Motivation, Social Networking and ePortfolios

While at the NERCOMP ePortfolio Users Group meeting earlier this month in Poughkeepsie, one of the participants brought up the issue of student motivation and the popularity of Facebook on his campus. He wondered how to make ePortfolios as popular as Facebook. The value of this site, as well as its competitors, MySpace and Friendster is that they are social networking spaces. They are also voluntary, and Facebook accounts are available through many universities. They are just starting to move into high schools, but the privacy issues are very different because of the age of the participants. The Facebook concept is somewhat unique. According to Facebook's founder, audiences "want to build community around what they're consuming." According to an article in MarketSense:
"What drives the site is an offline dynamic and culture around it." What he means is that the Facebook communities revolve around a particular school. He can walk out into the school grounds and see everyone he knows in the Facebook. It's a closed community in some sense.
I also wonder how we can make ePortfolios more intrinsically motivating... more of a "want to" rather than a "have to" experience. The interface has to be engaging, and easy to use. Perhaps the environment needs to contribute to building community. There has to be a reason to return on a regular basis. Facebook claims that 70% of its users log in daily! The founder of Facebook is a Psychology drop-out from Harvard, not an IT major. Maybe that's what we need in the ePortfolio community: more developers who understand human nature than those who understand technology.
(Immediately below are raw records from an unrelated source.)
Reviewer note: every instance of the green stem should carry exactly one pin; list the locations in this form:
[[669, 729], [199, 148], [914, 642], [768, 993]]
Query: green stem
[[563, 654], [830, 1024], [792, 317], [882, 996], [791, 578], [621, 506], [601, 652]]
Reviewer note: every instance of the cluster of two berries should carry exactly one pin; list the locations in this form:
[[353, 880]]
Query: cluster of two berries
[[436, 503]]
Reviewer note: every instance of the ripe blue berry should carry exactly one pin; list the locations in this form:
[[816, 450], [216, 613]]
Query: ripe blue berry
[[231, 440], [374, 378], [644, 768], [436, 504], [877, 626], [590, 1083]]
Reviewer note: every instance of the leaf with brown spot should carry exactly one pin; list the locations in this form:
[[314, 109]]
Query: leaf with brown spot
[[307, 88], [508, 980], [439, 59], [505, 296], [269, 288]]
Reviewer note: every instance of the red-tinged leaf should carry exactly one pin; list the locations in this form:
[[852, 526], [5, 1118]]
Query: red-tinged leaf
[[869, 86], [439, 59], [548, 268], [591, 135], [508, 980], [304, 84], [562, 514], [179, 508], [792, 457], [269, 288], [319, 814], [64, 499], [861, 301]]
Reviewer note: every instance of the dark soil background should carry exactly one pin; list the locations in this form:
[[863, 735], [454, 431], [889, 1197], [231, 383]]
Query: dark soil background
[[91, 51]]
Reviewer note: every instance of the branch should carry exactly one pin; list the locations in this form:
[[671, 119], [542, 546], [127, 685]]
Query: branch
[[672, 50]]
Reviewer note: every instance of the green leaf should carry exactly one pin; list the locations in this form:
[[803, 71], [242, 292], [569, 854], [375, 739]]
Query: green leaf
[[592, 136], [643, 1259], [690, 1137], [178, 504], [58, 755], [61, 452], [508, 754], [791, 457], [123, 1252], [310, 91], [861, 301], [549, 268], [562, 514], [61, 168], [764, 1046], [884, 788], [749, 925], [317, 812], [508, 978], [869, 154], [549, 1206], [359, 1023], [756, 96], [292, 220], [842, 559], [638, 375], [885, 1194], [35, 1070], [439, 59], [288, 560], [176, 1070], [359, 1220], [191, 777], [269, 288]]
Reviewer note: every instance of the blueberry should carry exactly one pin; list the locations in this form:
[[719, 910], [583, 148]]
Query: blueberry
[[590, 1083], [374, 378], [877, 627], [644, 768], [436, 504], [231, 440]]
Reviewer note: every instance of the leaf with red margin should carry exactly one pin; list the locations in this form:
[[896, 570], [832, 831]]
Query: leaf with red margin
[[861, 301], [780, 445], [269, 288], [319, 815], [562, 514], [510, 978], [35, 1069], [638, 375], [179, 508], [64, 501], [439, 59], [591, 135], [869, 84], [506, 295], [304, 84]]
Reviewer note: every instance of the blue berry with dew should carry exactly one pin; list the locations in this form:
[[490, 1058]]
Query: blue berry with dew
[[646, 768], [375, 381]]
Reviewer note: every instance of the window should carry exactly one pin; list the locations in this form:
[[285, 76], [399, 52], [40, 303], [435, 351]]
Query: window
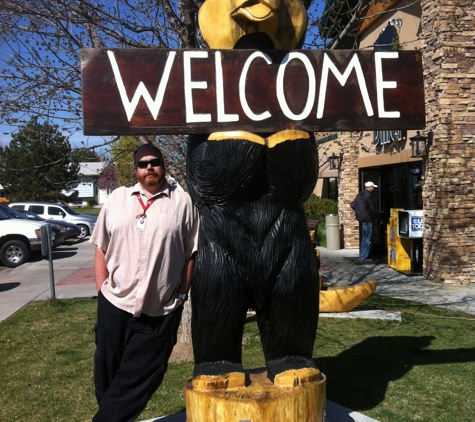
[[55, 211], [37, 209]]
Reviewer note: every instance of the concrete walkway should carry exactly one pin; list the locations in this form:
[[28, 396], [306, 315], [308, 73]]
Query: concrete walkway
[[74, 277]]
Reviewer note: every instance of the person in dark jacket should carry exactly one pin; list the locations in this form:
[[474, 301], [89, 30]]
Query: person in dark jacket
[[366, 209]]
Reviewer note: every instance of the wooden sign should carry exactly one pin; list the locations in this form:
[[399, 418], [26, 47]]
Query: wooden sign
[[159, 91]]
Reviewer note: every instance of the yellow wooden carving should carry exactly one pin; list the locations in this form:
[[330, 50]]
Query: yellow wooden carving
[[223, 23], [297, 395], [345, 298]]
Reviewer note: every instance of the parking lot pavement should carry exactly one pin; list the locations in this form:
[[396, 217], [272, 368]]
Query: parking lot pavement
[[73, 276]]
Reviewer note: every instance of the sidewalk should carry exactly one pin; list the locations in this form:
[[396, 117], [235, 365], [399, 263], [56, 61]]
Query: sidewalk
[[74, 277], [73, 274]]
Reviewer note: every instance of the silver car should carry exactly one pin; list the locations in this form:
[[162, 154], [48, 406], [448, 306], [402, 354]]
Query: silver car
[[52, 211]]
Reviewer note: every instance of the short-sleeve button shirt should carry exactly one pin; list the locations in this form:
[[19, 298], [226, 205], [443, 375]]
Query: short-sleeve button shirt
[[145, 266]]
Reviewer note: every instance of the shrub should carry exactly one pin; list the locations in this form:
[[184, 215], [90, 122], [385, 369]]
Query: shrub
[[91, 202], [316, 209]]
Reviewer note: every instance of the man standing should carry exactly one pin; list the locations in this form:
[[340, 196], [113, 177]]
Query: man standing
[[146, 238], [366, 209]]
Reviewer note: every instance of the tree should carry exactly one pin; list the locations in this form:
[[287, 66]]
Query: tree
[[85, 155], [41, 39], [108, 178], [122, 155], [37, 163]]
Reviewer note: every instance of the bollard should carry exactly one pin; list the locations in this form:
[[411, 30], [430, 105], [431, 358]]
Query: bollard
[[332, 225]]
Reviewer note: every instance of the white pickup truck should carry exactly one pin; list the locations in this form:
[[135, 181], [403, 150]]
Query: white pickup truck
[[18, 237]]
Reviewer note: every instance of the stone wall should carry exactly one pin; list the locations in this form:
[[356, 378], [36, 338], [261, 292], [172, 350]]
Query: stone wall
[[448, 32], [349, 143]]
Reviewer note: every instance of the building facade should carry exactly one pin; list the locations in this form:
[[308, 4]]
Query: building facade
[[440, 182]]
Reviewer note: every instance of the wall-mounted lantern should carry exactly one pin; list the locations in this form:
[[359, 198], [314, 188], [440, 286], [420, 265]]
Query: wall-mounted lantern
[[420, 144], [335, 161]]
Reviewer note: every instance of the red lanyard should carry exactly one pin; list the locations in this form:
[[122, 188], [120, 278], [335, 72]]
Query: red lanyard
[[145, 207]]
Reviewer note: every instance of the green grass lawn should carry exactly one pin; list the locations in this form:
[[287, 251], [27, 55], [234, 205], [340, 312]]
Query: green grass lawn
[[94, 211], [421, 369]]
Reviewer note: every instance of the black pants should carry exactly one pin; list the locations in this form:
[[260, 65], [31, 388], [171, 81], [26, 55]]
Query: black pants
[[130, 360]]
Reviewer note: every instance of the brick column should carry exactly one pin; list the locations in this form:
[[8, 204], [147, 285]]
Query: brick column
[[348, 188], [449, 170]]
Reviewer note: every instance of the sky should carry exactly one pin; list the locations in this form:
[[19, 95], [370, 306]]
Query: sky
[[78, 139]]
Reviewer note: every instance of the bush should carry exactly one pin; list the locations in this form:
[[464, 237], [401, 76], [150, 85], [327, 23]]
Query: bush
[[316, 209], [91, 202]]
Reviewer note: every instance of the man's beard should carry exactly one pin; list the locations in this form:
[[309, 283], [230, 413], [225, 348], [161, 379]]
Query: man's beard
[[150, 179]]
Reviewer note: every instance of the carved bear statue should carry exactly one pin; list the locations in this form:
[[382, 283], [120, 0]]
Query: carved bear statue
[[254, 247]]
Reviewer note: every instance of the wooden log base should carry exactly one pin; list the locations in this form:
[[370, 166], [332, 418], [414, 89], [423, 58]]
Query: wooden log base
[[295, 396]]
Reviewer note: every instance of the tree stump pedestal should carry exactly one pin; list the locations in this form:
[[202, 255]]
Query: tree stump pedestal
[[295, 395]]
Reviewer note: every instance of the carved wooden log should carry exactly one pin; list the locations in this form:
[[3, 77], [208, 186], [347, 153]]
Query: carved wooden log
[[296, 395]]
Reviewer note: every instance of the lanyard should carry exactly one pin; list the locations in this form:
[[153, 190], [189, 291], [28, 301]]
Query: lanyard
[[145, 207]]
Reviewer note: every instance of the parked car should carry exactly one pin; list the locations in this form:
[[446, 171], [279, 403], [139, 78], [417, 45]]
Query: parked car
[[67, 230], [51, 211], [18, 237]]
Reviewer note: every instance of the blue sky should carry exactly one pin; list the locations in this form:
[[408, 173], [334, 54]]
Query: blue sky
[[77, 139]]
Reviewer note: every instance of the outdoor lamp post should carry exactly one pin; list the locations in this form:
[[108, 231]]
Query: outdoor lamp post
[[419, 145], [334, 162]]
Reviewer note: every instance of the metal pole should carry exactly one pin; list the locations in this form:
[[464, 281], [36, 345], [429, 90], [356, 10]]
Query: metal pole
[[51, 272]]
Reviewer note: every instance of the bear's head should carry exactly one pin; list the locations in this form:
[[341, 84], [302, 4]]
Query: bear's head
[[261, 24]]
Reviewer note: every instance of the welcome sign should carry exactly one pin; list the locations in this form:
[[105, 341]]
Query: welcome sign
[[160, 91]]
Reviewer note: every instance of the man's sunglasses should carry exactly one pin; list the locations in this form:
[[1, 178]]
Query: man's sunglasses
[[144, 164]]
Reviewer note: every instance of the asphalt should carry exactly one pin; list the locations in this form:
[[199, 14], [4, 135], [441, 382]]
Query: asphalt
[[72, 268]]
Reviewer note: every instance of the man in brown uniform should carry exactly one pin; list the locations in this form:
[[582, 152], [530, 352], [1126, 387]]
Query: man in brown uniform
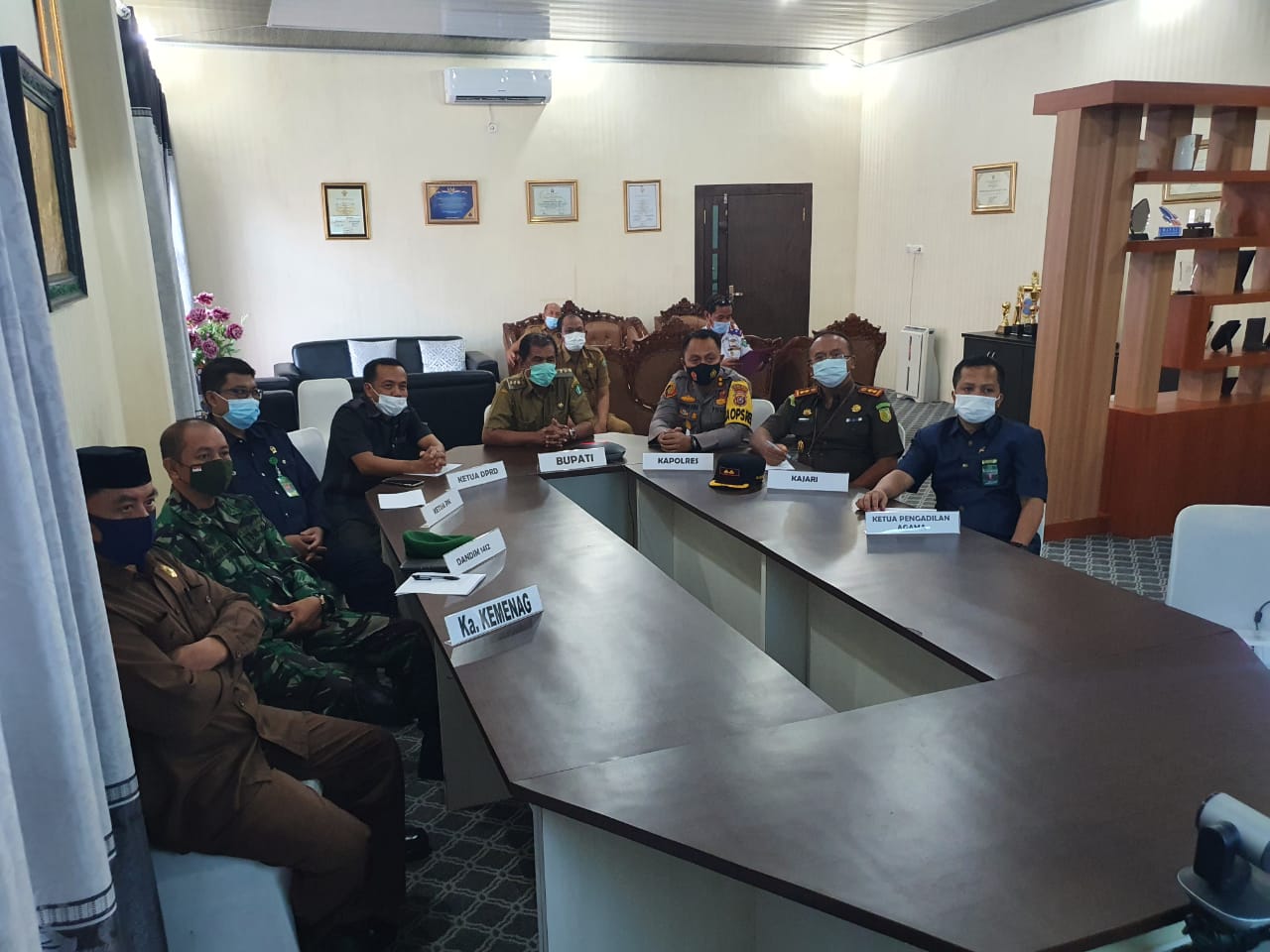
[[218, 772]]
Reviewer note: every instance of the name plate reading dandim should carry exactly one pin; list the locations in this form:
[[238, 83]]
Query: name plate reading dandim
[[803, 479], [912, 522], [513, 610], [479, 549], [477, 475], [572, 460], [679, 461], [441, 507]]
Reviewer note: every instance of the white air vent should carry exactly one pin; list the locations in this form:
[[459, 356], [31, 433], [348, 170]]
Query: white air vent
[[504, 86]]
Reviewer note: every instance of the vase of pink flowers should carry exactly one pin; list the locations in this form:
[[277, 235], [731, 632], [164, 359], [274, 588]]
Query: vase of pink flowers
[[211, 331]]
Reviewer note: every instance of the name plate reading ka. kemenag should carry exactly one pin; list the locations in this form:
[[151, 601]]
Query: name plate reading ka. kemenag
[[513, 610], [477, 475], [679, 461], [479, 549], [572, 460], [441, 507], [912, 522], [806, 479]]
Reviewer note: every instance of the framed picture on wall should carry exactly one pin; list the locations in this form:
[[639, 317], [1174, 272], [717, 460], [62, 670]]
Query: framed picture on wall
[[39, 121], [552, 200], [992, 188], [451, 202], [345, 209]]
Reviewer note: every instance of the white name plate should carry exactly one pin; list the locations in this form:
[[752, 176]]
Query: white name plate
[[679, 461], [440, 508], [804, 479], [477, 475], [572, 460], [515, 608], [479, 549], [912, 522]]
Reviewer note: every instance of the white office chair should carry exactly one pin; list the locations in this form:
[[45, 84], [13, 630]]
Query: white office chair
[[318, 400], [1218, 567], [762, 411], [313, 447]]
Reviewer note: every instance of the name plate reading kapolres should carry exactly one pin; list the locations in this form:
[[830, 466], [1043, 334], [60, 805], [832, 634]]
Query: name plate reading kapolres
[[477, 475], [513, 611], [679, 461], [479, 549], [912, 522], [804, 479], [572, 460]]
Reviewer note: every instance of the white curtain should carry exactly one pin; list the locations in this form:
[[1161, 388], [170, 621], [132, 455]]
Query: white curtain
[[73, 862]]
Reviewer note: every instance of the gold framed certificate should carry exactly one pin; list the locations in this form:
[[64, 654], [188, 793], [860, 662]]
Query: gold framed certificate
[[642, 202], [992, 188], [552, 200], [344, 208]]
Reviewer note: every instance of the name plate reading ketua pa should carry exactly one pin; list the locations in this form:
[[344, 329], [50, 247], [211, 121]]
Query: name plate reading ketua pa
[[806, 479], [567, 460], [509, 612], [479, 549], [912, 522], [679, 461], [477, 475]]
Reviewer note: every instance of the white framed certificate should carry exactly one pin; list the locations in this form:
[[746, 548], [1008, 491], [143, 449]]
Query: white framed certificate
[[642, 202], [552, 200]]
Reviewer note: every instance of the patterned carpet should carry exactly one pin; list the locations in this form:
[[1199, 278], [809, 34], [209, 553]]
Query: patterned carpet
[[476, 892]]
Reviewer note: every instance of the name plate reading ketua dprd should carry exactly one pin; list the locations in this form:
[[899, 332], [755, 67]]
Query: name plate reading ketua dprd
[[567, 460], [509, 612], [912, 522]]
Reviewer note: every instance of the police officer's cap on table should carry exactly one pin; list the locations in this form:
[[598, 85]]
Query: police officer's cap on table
[[112, 467]]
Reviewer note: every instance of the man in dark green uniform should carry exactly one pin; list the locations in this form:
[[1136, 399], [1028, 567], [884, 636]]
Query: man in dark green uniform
[[534, 408], [837, 425]]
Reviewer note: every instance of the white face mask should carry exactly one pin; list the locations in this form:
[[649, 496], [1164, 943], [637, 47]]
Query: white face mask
[[973, 408]]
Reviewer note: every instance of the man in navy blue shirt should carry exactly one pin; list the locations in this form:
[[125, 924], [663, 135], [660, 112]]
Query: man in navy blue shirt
[[989, 468]]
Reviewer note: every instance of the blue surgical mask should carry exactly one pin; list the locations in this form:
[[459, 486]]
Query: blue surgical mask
[[830, 372], [543, 375], [125, 540]]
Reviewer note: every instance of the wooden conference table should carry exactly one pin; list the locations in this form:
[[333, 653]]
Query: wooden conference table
[[743, 725]]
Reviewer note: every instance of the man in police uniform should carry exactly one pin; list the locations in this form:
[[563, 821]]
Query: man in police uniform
[[837, 424], [988, 468], [534, 408], [706, 407], [590, 370]]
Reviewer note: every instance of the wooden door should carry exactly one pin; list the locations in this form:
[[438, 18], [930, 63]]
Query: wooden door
[[756, 241]]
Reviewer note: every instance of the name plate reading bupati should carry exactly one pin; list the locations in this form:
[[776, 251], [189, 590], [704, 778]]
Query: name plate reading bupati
[[477, 475], [679, 461], [804, 479], [572, 460], [515, 608], [441, 507], [479, 549], [912, 522]]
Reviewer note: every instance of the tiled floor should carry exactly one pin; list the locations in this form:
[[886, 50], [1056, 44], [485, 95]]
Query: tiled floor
[[476, 892]]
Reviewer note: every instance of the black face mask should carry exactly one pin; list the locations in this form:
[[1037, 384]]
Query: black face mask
[[703, 373]]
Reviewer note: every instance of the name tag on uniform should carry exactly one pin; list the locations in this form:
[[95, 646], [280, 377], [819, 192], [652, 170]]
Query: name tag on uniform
[[511, 612], [479, 549], [572, 460], [477, 475], [443, 507], [912, 522], [802, 479], [679, 461]]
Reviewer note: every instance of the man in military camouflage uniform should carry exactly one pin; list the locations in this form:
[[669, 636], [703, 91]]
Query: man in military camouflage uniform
[[835, 425], [590, 370], [313, 656], [534, 408], [706, 407]]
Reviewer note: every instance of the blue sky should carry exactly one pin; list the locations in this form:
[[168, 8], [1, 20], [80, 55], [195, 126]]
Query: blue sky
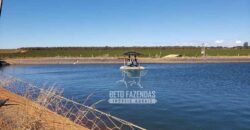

My recent experience tells me that the technology can get in the way.

One of the principles I found in my dissertation research over 15 years ago is a simple equation: the benefits of any change must exceed the cost of that change. With the Internet, the benefits have become obvious and motivated a lot of the population to learn a whole new set of skills... and spawned a whole new way of life and conducting business. We are glimpsing the benefits for learning and schooling (I purposefully separated those two terms), using ICT to facilitate the teaching and learning process (another purposeful distinction). But learners need to see the benefits for developing an ePortfolio. We need to look at human nature to find that motivation. That's why I think these social networking tools, including blogs, have motivated young people to get engaged with them, but the goal isn't the use of technology... it is the connection to other people. That is the challenge for the ePortfolio movement today...

3 comments:

Victor Leginsky said...

Good post, Helen!! I think the social networking component is essential. Take care! Hope to see you soon.

drscottie said...

Helen, I'm just starting in my own year of sabbatical research on ePortfolios and Blogs. Both impressed/overwhelmed by the wealth of work/research/knowledge you have online!! Also relieved that you have, in a sense, come to similar conclusions after all your research odysseys: that we need to pay attention to the writing students WANT to do, what works for them already. And that MySpace-type formats may indeed -- due to their enormous popularity -- hold a key, of sorts, to the future of ePortfolios everywhere. Look forward to reading your blog daily from now on. I'm already addicted. --Scott Lankford, Foothill Community College, Los Altos Hills, CA (Bay Area)

Christopher said...

Hello Helen. I started my present post at Leeds University, UK in July and I am responsible for the implementation, developement and evaluation of 3 e-portfolio's at major transition points. I do not have an IT background but come form a Careers Education and Guidance field. It's been great to hear somebody talk about the human aspect of e-portfolio's. Initial findings from the project indicate students are not engaging with the eportfolio unless they can see some worth or 'added value' from using it! This is dependent on it's ease of use and on the quality of the training session used to introduce the tool. Your site has been a great help to me as I find my way around this new and sometimes bewidering world of e-portfolios. Thank you.